Durante a visita, Isabele foi pesada e medida, a pesquisadora Gisela Oliveira fez cerca de 60 perguntas sobre hábitos alimentares da família e especialmente da criança. “Ela gosta de fritura, mas a gente sempre tenta levá-la a comer coisas saudáveis como frutas e verduras”, conta Maria Aparecida.
Depois da visita da pesquisadora, num outro momento, as casas recebem uma equipe de um laboratório, que coleta amostra de sangue das crianças. O exame permite um mapeamento sanguíneo de 14 micronutrientes, como minerais zinco e selênio. O exame, sem custos para as família, não sai por menos de R$ 800, 00 na rede particular.
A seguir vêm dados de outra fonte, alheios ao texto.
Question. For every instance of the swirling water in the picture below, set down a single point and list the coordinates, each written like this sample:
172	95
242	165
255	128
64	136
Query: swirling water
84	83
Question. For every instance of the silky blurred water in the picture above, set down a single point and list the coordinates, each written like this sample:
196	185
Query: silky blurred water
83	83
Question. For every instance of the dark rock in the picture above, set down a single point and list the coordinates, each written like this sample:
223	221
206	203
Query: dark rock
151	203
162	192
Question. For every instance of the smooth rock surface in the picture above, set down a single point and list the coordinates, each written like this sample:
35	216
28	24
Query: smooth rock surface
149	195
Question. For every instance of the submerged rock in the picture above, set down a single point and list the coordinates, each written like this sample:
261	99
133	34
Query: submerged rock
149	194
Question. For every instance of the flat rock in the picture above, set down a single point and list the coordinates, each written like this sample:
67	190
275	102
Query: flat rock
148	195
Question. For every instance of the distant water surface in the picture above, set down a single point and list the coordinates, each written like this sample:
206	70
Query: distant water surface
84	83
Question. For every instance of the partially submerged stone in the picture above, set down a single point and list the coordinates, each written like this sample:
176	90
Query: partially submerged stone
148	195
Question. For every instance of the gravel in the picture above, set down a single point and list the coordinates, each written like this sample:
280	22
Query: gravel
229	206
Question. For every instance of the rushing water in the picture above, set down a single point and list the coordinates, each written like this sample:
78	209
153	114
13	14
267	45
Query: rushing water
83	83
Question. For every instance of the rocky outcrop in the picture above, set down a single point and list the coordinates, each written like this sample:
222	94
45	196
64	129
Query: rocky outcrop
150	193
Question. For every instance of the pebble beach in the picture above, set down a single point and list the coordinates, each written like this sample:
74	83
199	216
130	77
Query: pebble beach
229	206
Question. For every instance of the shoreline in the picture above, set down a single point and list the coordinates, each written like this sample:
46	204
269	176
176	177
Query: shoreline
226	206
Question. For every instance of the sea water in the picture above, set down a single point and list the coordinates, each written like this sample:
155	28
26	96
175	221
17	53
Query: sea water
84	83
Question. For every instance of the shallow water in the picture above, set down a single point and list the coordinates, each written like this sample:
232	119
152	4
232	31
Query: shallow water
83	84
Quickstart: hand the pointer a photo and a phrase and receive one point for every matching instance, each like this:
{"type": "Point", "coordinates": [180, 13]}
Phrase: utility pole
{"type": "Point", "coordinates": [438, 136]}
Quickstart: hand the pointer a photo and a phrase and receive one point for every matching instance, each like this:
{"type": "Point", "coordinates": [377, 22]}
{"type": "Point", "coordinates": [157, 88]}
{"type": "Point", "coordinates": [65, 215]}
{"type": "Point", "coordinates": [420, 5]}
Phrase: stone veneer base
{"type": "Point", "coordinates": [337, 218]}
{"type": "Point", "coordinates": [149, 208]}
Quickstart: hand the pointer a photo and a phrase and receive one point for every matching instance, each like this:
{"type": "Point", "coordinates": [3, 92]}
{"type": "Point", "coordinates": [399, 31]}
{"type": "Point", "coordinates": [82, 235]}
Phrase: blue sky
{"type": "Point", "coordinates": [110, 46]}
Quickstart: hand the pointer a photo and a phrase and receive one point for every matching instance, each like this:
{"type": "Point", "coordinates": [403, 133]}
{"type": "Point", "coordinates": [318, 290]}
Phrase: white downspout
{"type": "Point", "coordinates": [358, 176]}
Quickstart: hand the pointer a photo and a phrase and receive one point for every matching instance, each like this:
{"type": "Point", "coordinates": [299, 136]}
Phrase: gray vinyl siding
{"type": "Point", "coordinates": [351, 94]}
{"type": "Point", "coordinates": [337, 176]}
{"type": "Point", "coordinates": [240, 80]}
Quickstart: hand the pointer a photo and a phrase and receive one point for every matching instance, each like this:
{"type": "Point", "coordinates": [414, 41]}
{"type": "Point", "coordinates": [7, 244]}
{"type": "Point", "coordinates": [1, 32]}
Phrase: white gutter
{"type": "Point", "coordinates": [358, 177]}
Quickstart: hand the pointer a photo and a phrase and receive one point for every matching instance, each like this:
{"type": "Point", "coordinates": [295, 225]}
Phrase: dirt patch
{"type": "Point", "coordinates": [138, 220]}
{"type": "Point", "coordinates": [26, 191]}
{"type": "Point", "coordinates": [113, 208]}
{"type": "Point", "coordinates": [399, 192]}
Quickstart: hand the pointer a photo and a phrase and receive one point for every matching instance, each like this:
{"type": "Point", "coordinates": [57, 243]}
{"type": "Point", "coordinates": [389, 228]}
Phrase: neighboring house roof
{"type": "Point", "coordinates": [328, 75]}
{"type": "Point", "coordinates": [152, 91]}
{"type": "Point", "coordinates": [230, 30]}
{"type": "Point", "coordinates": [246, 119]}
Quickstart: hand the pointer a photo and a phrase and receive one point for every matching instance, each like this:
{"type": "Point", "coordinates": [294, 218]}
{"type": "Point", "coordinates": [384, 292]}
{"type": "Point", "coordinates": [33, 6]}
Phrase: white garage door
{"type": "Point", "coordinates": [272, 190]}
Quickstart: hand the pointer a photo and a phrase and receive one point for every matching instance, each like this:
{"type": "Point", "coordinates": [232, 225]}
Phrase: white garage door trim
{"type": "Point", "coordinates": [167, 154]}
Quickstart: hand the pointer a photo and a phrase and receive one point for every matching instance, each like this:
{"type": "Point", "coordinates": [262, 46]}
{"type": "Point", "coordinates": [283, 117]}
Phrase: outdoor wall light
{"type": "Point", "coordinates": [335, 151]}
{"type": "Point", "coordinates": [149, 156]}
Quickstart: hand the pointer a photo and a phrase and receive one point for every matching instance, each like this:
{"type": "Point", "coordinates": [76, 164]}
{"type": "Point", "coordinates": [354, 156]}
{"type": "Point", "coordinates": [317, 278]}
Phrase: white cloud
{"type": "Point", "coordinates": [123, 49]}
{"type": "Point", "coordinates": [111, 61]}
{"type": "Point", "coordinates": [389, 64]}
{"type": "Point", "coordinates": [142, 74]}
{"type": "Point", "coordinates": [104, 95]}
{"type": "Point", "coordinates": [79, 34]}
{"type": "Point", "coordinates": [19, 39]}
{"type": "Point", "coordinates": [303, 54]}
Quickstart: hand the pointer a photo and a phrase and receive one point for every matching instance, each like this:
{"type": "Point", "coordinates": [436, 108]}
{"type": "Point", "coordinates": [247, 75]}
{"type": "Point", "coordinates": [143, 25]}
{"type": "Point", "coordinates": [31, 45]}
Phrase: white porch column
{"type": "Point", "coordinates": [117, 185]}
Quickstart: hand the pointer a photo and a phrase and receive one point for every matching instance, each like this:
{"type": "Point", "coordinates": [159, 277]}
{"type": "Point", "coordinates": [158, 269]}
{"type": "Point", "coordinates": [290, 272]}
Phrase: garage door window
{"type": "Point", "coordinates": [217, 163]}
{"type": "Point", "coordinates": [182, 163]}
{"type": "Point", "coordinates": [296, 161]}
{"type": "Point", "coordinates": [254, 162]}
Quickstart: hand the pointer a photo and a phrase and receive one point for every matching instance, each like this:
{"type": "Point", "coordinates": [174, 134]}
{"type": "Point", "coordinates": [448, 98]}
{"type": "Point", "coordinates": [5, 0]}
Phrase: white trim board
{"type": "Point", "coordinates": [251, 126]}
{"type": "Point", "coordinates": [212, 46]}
O Enani é coordenado pela Universidade Federal do Rio de Janeiro (UFRJ) e foi encomendado pelo Ministério da Saúde, em parceria com o Conselho Nacional de Desenvolvimento Científico e Tecnológico. A meta é avaliar práticas de aleitamento materno, consumo alimentar e estado nutricional.
O estudo vai ajudar o Governo Federal e os município a avaliar as políticas públicas que são utilizadas e traçar novas estrategias. “O resultado vai ajudar a ver em quê estamos acertando e o que precisamos mudar. Se apontar que as crianças estão acima do peso, vamos atacar nessa área”, afirmou achefe de Redes Temáticas e Agravos Não Transmissíveis da Secretaria Municipal de Saúde de Aparecida, Bruna Aniele.